Interesting, altough Philadelphia has the highest data count, Chicago has the highest number of unique intersections. This tells us that, although Philly has more data, Chicago has the larger share of unique intersections. Does this mean that Chicago has more traffic that Philly? Not necessarily, Chicago can have more intersections but Philadelphia can have more traffic total.

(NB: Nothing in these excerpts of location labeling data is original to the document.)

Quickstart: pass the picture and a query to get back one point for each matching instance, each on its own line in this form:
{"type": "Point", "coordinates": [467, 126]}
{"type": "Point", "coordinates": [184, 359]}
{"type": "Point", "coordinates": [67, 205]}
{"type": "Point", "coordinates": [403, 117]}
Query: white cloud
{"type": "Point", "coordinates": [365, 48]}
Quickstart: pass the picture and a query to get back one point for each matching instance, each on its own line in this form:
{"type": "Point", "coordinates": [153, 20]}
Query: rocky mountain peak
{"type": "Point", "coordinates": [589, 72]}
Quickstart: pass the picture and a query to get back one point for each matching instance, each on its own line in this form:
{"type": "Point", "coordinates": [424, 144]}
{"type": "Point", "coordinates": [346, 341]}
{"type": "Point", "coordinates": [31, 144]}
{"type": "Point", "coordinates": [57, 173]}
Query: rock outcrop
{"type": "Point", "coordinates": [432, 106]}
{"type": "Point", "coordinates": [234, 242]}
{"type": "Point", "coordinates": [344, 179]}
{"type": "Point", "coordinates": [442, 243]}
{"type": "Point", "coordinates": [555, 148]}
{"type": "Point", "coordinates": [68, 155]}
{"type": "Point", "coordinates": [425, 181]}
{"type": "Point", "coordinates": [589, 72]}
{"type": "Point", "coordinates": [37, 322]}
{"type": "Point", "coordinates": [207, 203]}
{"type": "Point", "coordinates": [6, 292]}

To explore this assumption, let's find out what is the distribution of the traffic by month and week:

In [None]:
# let's see the distribution of traffic by month and date
plt.figure(figsize=(15,12))

plt.subplot(211)
g = sns.countplot(x="Hour", data=df_train, hue='City', dodge=True)
g.set_title("Distribution by hour and city", fontsize=20)
g.set_ylabel("Count",fontsize= 17)
g.set_xlabel("Hours of Day", fontsize=17)
sizes=[]
for p in g.patches:
    height = p.get_height()
    sizes.append(height)

g.set_ylim(0, max(sizes) * 1.15)

plt.subplot(212)
g1 = sns.countplot(x="Month", data=df_train, hue='City', dodge=True)
g1.set_title("Hour Count Distribution by Month and City", fontsize=20)
g1.set_ylabel("Count",fontsize= 17)
g1.set_xlabel("Months", fontsize=17)
sizes=[]
for p in g1.patches:
    height = p.get_height()
    sizes.append(height)

g1.set_ylim(0, max(sizes) * 1.15)

plt.subplots_adjust(hspace = 0.3)

plt.show()

Again, philly comes out on top when it comes to count of traffic data. However this still doesn't give enough support to the theory that Philly has more traffic simply because it has more data. We could check this assumption by seeing how much actual stopping there is in philly traffic vs other city's traffic.